Os receptores H4 são principalmente expressos nas células do sistema
imunológico, como os eosinófilos, linfócitos T, células dendríticas, mastócitos e
basófilos. Recentemente, também foi detectada a expressão de receptores H4
no SNC.
A ativação dos receptores H4 ainda não é muito bem compreendida,
contudo, sabe-se que a ativação destes receptores induz a quimiotaxia dos
eosinófilos e mastócitos e desencadeia a mobilização de cálcio nos mastócitos,
monócitos e eosinófilos. Além disso, os receptores H4 modulam a libertação de
vários mediadores inflamatórios.
Os receptores H4 quando cativados regulam negativamente a
Adenilciclase inibindo a produção de cAMP (Monofosfato de adenosina cíclico)

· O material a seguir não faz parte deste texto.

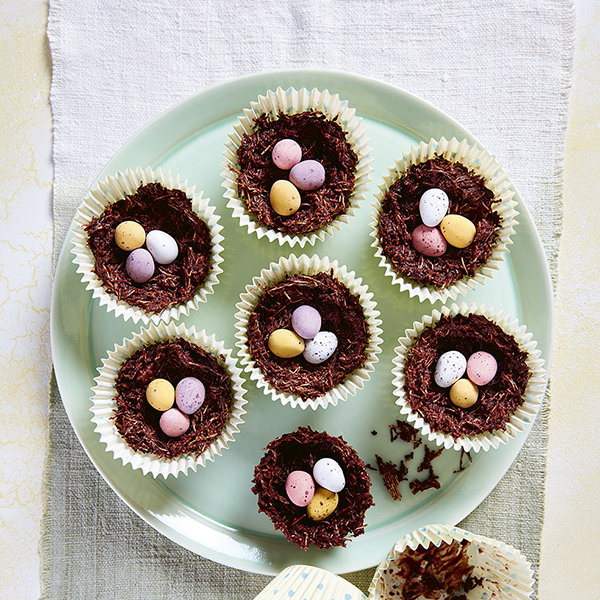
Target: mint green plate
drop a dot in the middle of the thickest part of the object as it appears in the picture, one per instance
(213, 512)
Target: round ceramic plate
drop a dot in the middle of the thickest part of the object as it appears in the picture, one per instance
(213, 512)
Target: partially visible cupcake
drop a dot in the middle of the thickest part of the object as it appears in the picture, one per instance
(296, 165)
(314, 488)
(168, 399)
(308, 331)
(443, 221)
(468, 377)
(147, 245)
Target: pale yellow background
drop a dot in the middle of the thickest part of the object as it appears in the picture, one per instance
(570, 547)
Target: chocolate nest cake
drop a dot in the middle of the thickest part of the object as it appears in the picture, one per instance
(321, 139)
(154, 207)
(138, 422)
(399, 216)
(300, 451)
(341, 313)
(498, 399)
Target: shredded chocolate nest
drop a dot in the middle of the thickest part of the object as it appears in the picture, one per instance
(154, 207)
(341, 313)
(320, 139)
(300, 451)
(137, 421)
(497, 401)
(400, 215)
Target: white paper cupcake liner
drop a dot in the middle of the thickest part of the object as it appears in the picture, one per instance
(115, 188)
(293, 101)
(105, 394)
(522, 417)
(481, 163)
(309, 265)
(505, 572)
(310, 583)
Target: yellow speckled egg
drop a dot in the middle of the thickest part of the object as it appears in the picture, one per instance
(285, 343)
(458, 230)
(322, 505)
(284, 198)
(130, 235)
(464, 393)
(160, 394)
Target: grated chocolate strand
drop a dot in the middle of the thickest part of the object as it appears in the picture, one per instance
(320, 139)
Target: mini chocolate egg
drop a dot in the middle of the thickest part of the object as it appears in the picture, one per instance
(189, 395)
(320, 348)
(481, 367)
(300, 488)
(323, 503)
(285, 198)
(450, 367)
(464, 393)
(306, 321)
(162, 246)
(286, 153)
(140, 265)
(433, 206)
(428, 241)
(329, 475)
(174, 423)
(285, 343)
(160, 394)
(129, 235)
(308, 175)
(458, 230)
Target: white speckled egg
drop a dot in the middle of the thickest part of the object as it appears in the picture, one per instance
(162, 246)
(306, 321)
(329, 475)
(450, 367)
(320, 348)
(140, 265)
(189, 395)
(433, 206)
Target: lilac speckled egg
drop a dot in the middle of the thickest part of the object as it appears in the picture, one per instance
(189, 395)
(320, 348)
(481, 367)
(140, 265)
(306, 321)
(308, 175)
(300, 488)
(286, 153)
(450, 367)
(428, 241)
(174, 423)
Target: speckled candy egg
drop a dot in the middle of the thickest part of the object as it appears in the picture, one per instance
(428, 241)
(162, 246)
(174, 423)
(306, 321)
(286, 153)
(481, 367)
(140, 265)
(433, 206)
(320, 348)
(308, 175)
(329, 475)
(189, 395)
(300, 488)
(450, 367)
(323, 503)
(129, 235)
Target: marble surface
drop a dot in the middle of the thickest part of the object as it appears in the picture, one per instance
(569, 553)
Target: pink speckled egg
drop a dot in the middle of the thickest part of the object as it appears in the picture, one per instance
(481, 367)
(300, 488)
(428, 241)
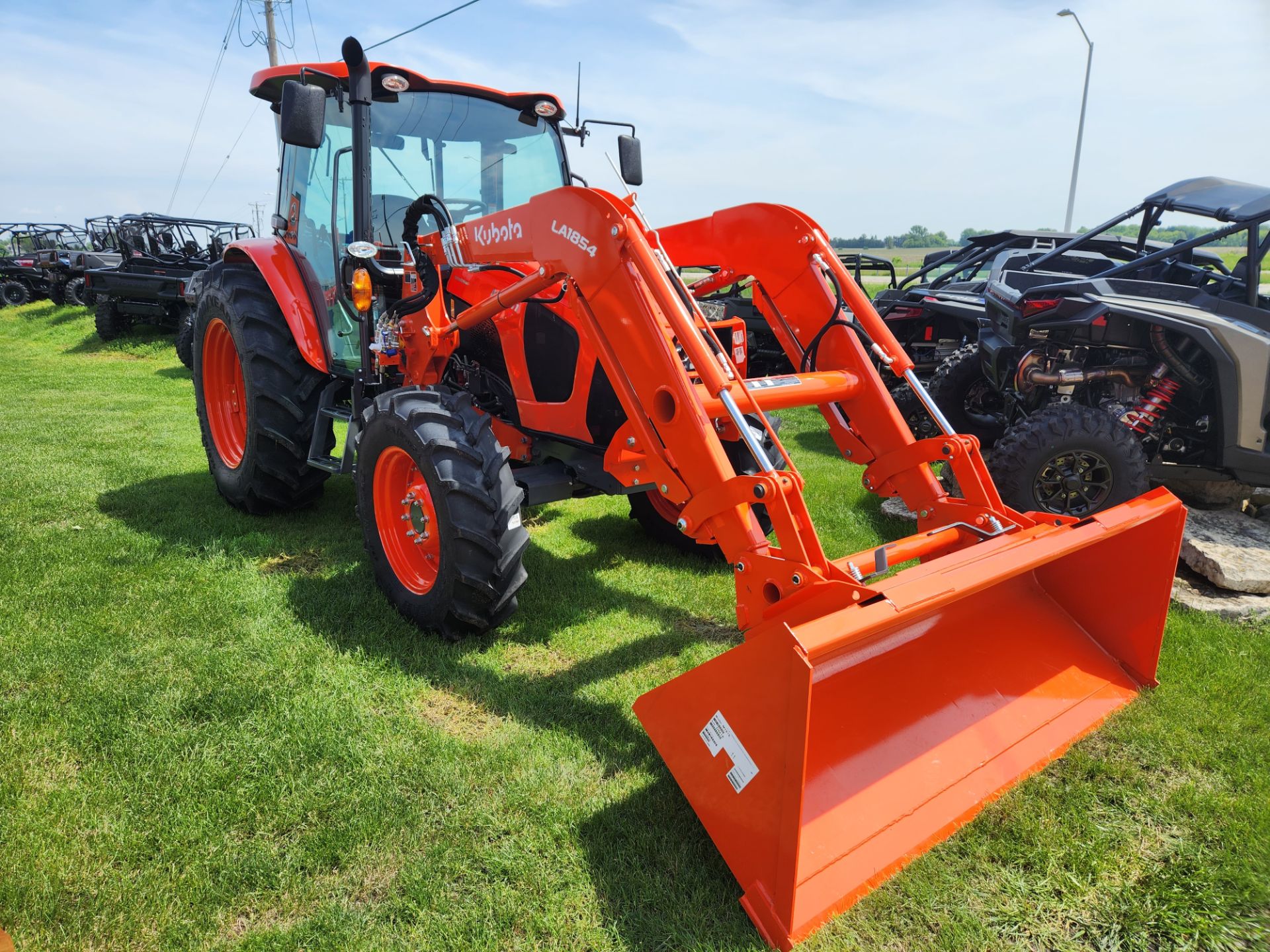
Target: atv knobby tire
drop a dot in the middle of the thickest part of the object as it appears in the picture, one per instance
(967, 397)
(186, 337)
(110, 323)
(281, 395)
(1068, 460)
(474, 542)
(15, 292)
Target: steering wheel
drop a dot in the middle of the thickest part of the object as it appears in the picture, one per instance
(466, 206)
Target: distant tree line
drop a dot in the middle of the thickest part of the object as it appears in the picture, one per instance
(920, 237)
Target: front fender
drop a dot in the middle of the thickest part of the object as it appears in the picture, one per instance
(281, 268)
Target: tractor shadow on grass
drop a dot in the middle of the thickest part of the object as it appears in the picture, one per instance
(654, 870)
(332, 590)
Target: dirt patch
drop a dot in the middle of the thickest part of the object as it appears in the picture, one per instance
(456, 715)
(534, 659)
(309, 563)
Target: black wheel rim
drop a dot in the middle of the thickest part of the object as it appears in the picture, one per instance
(1074, 483)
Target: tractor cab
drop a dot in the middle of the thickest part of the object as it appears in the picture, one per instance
(476, 149)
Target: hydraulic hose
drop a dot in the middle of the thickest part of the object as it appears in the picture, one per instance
(1175, 361)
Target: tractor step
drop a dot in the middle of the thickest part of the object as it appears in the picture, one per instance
(328, 409)
(545, 484)
(339, 412)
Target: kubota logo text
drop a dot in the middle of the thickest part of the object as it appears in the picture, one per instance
(488, 234)
(573, 237)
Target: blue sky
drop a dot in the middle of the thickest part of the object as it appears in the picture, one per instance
(869, 117)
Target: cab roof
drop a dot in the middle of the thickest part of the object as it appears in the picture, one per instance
(267, 84)
(1224, 200)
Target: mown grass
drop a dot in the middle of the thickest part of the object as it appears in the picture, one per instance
(214, 733)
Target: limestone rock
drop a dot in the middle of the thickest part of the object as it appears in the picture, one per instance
(1230, 549)
(894, 508)
(1194, 590)
(1212, 494)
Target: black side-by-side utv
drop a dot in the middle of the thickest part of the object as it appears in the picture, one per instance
(1144, 371)
(27, 253)
(159, 255)
(65, 268)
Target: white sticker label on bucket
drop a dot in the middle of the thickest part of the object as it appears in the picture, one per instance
(718, 735)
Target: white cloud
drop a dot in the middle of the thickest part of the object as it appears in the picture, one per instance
(870, 117)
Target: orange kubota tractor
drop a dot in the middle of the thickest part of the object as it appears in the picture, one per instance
(497, 337)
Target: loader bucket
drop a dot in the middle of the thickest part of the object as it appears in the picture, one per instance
(826, 753)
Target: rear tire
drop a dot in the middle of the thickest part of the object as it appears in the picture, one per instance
(255, 429)
(186, 338)
(967, 397)
(16, 294)
(110, 323)
(658, 516)
(429, 465)
(1068, 460)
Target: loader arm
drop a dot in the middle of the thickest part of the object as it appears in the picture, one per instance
(626, 296)
(868, 714)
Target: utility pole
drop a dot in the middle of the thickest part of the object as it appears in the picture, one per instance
(272, 36)
(1080, 130)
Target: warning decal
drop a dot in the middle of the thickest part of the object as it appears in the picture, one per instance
(769, 382)
(718, 736)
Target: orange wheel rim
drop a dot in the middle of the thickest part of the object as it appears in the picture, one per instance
(224, 394)
(407, 521)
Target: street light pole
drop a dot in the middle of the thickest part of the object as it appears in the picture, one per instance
(1080, 130)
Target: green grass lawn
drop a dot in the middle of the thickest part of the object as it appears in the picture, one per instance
(215, 733)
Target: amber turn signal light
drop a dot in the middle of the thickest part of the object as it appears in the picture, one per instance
(362, 290)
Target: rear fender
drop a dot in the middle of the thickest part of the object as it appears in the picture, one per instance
(282, 270)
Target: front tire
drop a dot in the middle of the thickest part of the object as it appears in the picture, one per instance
(440, 510)
(110, 323)
(16, 294)
(968, 397)
(1068, 460)
(186, 337)
(257, 397)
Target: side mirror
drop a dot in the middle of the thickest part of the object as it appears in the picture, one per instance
(304, 114)
(629, 160)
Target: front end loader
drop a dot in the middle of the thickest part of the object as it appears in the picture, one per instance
(497, 337)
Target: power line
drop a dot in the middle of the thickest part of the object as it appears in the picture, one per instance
(422, 24)
(226, 158)
(309, 15)
(207, 95)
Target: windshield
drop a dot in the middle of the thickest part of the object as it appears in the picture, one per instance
(478, 155)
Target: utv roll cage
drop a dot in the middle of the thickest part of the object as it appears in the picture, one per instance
(1242, 205)
(177, 240)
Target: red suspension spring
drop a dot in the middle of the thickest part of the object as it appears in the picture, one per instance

e, consequentemente a inibição do fator CREB (Proteína de ligação ao
elemento de resposta ao cAMP) que é responsável pela transcrição de vários
genes. A subunidade βγ está envolvida na ativação da fosfolipase Cβ (PLC-β)

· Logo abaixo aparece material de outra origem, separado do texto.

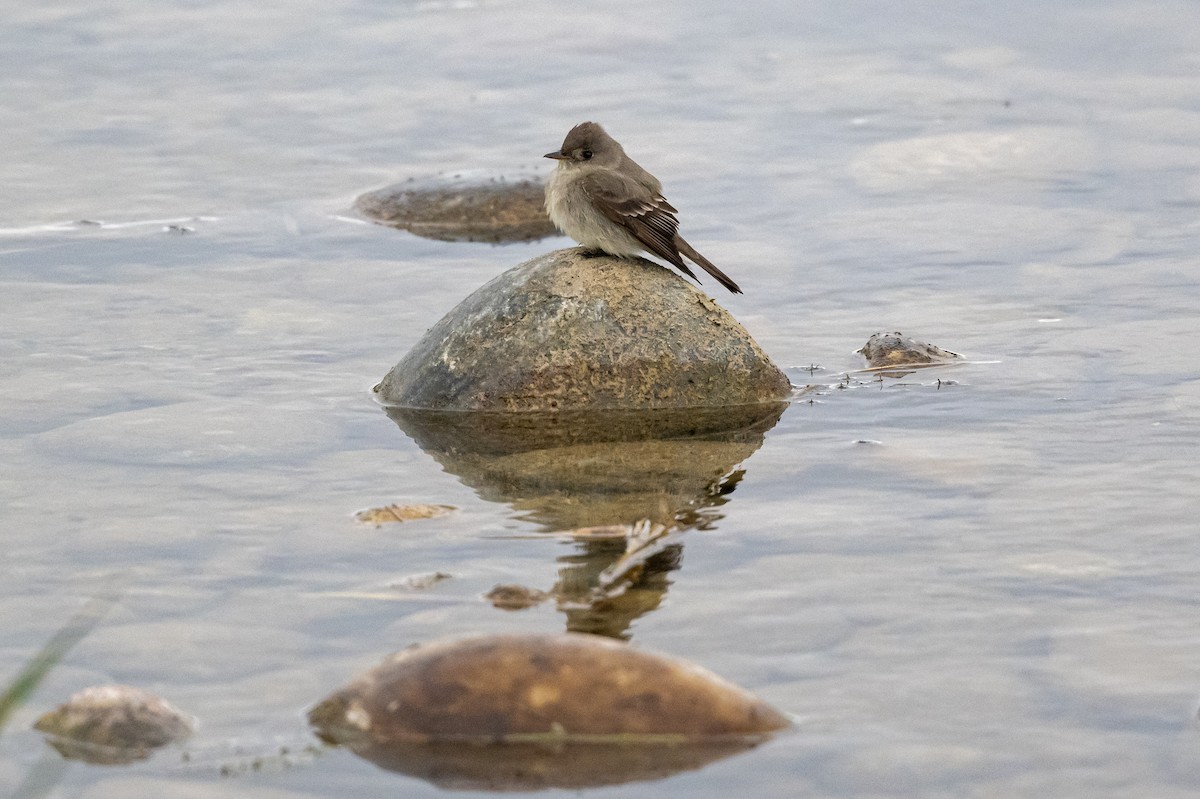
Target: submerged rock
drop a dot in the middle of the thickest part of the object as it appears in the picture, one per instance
(523, 712)
(113, 725)
(883, 350)
(571, 331)
(463, 206)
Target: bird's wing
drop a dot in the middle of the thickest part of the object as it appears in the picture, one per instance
(645, 214)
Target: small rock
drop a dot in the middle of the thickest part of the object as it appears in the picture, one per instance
(509, 596)
(393, 514)
(531, 712)
(463, 206)
(113, 725)
(889, 349)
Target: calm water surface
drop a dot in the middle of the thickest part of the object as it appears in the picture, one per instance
(971, 588)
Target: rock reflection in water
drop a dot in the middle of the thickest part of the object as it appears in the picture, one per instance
(652, 475)
(568, 470)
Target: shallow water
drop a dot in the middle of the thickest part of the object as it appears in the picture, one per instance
(977, 587)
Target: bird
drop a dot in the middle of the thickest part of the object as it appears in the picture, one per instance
(605, 200)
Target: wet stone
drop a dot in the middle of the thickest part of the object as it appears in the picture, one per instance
(529, 712)
(573, 331)
(463, 206)
(510, 596)
(113, 725)
(888, 349)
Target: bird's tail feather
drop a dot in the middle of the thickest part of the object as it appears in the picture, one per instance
(707, 265)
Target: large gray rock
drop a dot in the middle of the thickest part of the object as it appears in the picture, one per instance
(571, 331)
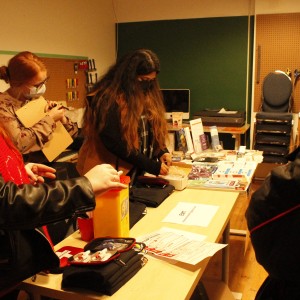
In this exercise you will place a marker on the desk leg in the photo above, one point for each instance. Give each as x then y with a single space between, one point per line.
225 254
237 141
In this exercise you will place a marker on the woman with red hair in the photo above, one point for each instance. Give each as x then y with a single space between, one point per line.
27 203
27 76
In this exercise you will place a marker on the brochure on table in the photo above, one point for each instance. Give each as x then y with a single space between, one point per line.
177 245
230 171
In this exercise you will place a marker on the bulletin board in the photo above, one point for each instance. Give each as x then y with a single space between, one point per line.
64 83
277 48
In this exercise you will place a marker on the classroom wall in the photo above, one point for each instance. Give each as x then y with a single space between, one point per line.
68 27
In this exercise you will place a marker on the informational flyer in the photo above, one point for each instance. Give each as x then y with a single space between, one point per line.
179 245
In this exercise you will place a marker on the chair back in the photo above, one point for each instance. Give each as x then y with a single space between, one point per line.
277 91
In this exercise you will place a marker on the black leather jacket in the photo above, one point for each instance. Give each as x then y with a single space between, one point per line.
24 251
273 218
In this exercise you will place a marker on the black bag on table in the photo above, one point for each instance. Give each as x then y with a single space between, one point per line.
106 276
151 191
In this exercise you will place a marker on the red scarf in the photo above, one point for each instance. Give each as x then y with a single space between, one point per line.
12 168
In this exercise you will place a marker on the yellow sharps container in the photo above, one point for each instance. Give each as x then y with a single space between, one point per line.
111 214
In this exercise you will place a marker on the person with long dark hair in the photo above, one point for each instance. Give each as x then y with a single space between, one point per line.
124 120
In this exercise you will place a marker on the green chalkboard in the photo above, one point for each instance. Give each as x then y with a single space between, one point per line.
209 56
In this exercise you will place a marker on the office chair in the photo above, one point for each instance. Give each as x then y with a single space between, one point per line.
274 122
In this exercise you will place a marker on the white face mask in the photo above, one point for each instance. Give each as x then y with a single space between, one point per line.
36 92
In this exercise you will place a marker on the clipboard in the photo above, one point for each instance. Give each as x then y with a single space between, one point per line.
33 112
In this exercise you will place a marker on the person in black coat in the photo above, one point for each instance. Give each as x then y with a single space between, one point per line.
24 250
273 218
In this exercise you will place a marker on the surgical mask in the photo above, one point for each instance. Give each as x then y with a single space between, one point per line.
36 92
146 85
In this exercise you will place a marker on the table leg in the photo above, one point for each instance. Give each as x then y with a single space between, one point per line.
237 141
225 254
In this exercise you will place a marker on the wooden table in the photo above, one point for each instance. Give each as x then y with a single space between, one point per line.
158 279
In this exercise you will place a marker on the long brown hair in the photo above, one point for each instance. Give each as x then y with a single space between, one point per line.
120 87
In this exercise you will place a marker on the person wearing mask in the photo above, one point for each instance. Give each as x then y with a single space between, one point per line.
124 120
27 76
273 218
27 203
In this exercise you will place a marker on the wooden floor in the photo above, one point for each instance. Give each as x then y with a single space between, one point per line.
246 275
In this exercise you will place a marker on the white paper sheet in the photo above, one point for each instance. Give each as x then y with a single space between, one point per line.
191 214
179 245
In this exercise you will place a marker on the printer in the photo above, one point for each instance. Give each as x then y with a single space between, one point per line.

que hidroliza outros mensageiros que levam ao aumento das concentrações de
cálcio intracelular. A ativação da Gi/oα estimula o MAPK que atua na regulação
genética.
A presença de receptores H4 em células imunológicas sugere que este
novo receptor da histamina desempenha um papel importante na modulação
do sistema imunológico. Esta hipótese é apoiada pelo fato destes receptores
serem modulados pela interleucina 10 (IL-10) e pela interleucina 13 (IL-13) e
pelos sítios de ligação de fatores de transcrição regulados por citoquinas, tais
como o elemento de resposta estimulado pelo interferon, o NFκB (Factor
nuclear kappa B) e o fator nuclear-IL6 (NF-IL6) estarem presentes a montante
do gene do receptor H4.
As funções fisiológicas dos receptores H4 incluem a libertação de
interleucina 16 (IL-16) por CD8+ mediada pelas células T, respostas
quimiotácticas e alterações do citoesqueleto dos eosinófilos, quimiotaxia e
mobilização de cálcio intracelular em mastócitos e controlo da produção de
leucotrieno B4 pelos mastócitos que, posteriormente, leva a um recrutamento
neutrofílico.

Anti-histamínicos
Como referido, os receptores H4 apresentam uma grande semelhança
proteica com os receptores H3. Estudos demonstraram que a maioria dos
ligantes dos receptores H3 contendo imidazol, apresentam uma afinidade
significativa para os receptores H4.
O receptor H4 pode então ser ativado pelos agonistas H3R como
immepit, imetit e (R)-α-metilhistamina.
Além disso, o receptor H4 é ativado pela burimamida, antagonista H2R-
H3R e o antagonista H3R, clobenpropit.
Em relação ao local de ligação do ligando ao receptor H4 ainda pouco se
sabe. Contudo, a bolsa de ligação da histamina tem sido identificada como
contendo três domínios transmembranares: TM3, TM5 e TM6.